Double trouble! At a local retailer the first boxes of bulbs are being put out, and to my amazement, the newest of the Amadeus clan is being sold. Not! The box shows us the new ‘Striped Amadeus’,  yet the individual bulbs in the box are all labeled as the similar ‘Blossom Peacock’. For the Dutch wholesalers that may be close enough, but for those of us in the know, not so much. We shall see how our mail order ‘Striped Amadeus’ turns out later in the season. Update for November: I have seen same brand boxes filled with bulbs labeled as ‘Striped Amadeus’, so they do exist!



Welcome news! 2016 marks the first year that “plain” dry bulbs of Saad-Assaf varieties are being offered in the U.S. Van Bloem Gardens is the wholesaler bringing them to retail venues sans box kits this season. In addition to ‘Pink Pizzazz’, other cultivars were seen, including ‘Love Triangle’, and ‘Opal Star’.


Amaryllis Sweet Potato Pie bulb

They have arrived, and it seems almost certain that ‘Sweet Potato Pie’ will be identical to what is offered by several other suppliers as ‘Terra Mystica’. Time will tell, and findings will be reported ASAP. The bulbs have arrived with an honest labeling of 24/26mm claim size, so at least the fear of unusually small bulbs is quelled. Since they are a mid-size variety, this is not bad.

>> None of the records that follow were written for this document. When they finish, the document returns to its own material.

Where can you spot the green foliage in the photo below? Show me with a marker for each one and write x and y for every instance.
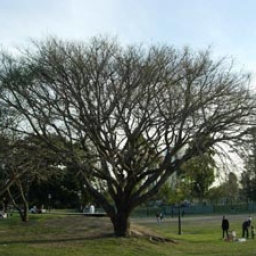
(198, 174)
(46, 235)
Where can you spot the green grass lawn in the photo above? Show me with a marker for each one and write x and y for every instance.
(53, 235)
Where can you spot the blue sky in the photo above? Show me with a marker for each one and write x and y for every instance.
(228, 26)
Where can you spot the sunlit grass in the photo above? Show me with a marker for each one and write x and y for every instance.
(79, 235)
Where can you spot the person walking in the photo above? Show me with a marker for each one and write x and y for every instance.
(245, 228)
(225, 227)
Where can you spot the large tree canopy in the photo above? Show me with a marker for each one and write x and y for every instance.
(106, 98)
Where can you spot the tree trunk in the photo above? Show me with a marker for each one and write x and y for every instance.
(121, 224)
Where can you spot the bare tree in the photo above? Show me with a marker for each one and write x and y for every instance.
(107, 98)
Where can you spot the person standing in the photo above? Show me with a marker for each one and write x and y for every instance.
(245, 228)
(225, 227)
(252, 232)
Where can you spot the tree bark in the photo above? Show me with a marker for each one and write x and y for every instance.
(121, 224)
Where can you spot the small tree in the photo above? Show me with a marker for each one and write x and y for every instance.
(105, 98)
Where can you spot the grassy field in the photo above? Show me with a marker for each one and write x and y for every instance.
(62, 235)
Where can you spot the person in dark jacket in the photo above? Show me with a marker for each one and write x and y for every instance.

An apparent relation to van Geest’s ‘Terra Cotta Star’, and one of  few new varieties to look forward to for 2016. The lack of bulb claim size and steep pricing of the “exclusive” offering is a little less exciting, but you know that Emaryllis will make the investment!

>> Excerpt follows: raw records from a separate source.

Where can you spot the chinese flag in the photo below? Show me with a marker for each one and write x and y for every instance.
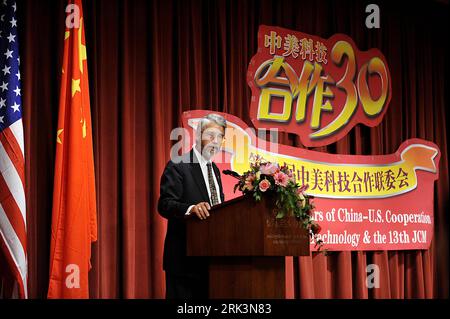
(74, 221)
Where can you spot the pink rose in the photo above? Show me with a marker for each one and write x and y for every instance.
(249, 182)
(268, 169)
(264, 185)
(281, 179)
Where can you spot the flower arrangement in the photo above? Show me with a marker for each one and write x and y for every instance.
(269, 178)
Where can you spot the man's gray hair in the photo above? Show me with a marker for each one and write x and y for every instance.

For inquiries: write to Info (at) emaryllis.com


9 comments on “Home
  1. Tienito says:

    Emaryllis, this is such a wonderful website. Fun & informative for those wanting information on specific cultivars. It’s helping me chart the waters. Good work amd well done!

  2. Brenda says:

    Lovely collection, I have a few I don’t know the names of, how can I send a photograph for you to tell me the names

  3. Medi siagian says:

    Hi.. I want to buy your amaryllis special double , please help me to buy your collection

    • emaryllis says:

      Thanks for enjoying this so much that you want to purchase. Emaryllis.com is here for information purposes only, sorry that none of our amaryllis varieties are for sale. Probably Royal Colors in the Netherlands is your best bet, as they ship internationally.

  4. Thank you for the helpful comments

  5. I raised amaryllis bulbs indoors for the first time this year and chose H.’Terra Cotta Star’. They are indeed gorgeous but the stems are weak. I have two bulbs. In both cases once the inflorescence emerged fully the stems toppled over at the junction with the bulb. If the breeder is out out there, could you work on that for the future please?
    Thank you.

    (author of “Visions of Loveliness:great flower breeders of the past”)

    • emaryllis says:

      Greetings Ms. Taylor. Yes, the fact that many of these are naturally tall sees them perfectly suited to the cut-flower market, but less so to the lower light of the average home interior. There are more compact varieties that bloom on shorter, sturdier scapes. Hadeco of South Africa in particular focus on this trait. Dutch hybrids such as ‘Mambo’ and ‘Floris Hekker’ were selected specifically for pot culture as well. The “cybister” hybrids, owing to the lightness of their blooms offer a way to have the elegance of great height with less likelihood of toppling. Thank you for your comment!